川上恵(沙羅けい)の芸術村
 話のポケット
エッセー  旅  たわごと    雑感 出版紹介 
 


                    日傘



    連日35度を越す猛暑のせいか、裏庭の千両の葉が、焦げ茶色に葉焼けを起こしている。
    花のない真冬の殺風景な庭にあって、千両の小さな赤い実が、濃い緑の葉の間から
    チロチロと見えるのは、なんとも可憐だ。
    寂しい庭のそこだけが、灯りがともったように元気になる。
    赤という色の力は大きい。エネルギーや勇気、活力や暖かさをくれる。
    尤もそういう事に気づくのは、歳を重ねてからだが……。
    高齢になって知る「気づき」の多いこと。歳をとるのもそう捨てたもんじゃない。
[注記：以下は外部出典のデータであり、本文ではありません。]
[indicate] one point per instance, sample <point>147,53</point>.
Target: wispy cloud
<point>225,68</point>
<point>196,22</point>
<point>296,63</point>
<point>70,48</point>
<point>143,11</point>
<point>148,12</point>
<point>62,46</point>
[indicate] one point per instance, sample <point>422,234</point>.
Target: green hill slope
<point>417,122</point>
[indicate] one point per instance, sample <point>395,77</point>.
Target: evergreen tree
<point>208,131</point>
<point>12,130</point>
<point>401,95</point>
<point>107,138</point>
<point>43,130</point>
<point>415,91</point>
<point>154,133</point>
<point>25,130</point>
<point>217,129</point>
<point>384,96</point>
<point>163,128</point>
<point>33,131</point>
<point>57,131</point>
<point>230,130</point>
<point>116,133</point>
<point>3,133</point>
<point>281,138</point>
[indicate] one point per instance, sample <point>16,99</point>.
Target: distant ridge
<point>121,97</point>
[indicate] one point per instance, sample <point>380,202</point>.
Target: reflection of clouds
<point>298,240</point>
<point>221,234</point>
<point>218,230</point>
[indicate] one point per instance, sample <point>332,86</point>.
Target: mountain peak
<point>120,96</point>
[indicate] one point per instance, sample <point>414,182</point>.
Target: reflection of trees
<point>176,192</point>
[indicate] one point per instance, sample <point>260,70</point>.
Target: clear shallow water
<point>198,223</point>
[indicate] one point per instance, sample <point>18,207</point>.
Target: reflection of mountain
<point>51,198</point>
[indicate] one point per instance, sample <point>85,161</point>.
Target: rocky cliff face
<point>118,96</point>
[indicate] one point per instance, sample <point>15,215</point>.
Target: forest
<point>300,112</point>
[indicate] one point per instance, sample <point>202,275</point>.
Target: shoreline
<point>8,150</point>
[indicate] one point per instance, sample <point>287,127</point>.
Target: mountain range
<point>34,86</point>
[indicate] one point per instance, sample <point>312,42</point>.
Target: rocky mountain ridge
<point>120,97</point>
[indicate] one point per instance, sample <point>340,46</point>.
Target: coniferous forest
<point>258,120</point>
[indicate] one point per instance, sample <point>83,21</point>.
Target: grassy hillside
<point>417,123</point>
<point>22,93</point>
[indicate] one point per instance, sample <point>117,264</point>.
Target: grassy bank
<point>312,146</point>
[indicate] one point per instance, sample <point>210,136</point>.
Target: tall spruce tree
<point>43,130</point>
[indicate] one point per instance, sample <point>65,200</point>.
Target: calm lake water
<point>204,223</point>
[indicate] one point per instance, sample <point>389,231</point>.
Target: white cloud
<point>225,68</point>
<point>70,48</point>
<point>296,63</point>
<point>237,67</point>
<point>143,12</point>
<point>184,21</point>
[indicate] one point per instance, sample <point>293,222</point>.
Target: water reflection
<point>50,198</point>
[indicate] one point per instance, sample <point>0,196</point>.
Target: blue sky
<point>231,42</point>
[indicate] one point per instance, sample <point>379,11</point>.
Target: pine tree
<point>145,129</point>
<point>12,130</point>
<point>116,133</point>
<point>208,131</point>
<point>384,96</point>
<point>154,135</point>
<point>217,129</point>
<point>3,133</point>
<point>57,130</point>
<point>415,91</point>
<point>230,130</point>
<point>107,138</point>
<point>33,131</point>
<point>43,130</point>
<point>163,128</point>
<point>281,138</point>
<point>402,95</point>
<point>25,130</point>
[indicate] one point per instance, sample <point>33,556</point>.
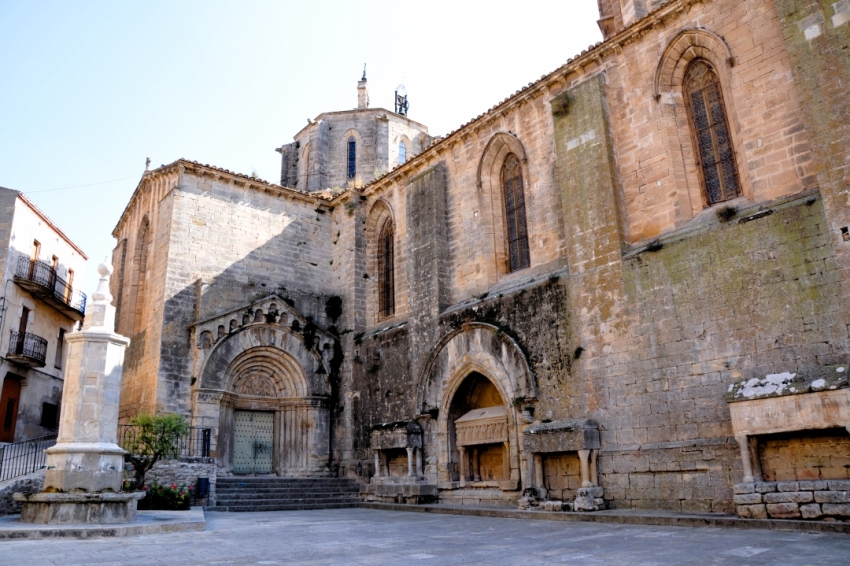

    若い頃は見向きもしなかった色なのに、だんだん好きになる不思議。
     
    日よけに、古い日傘を千両に差しかけてやった。
    毎朝10時に差しかけ、夕方の5時に閉じる。
    ものぐさな私には珍しく、1日もさぼることなく世話をやいている。(現在の所は)
    この小さな緑色の実が大きくなり、やがてクリスマスやお正月の頃には真っ赤に色付くのだ。
    なるほど艶やかなその赤色から、草珊瑚とも呼ばれるらしい。

    私にとって千両はお正月のめでたい花。
    こんなに気にかけているんだもの、酷暑にも台風にも負けないで赤い実をつけてね。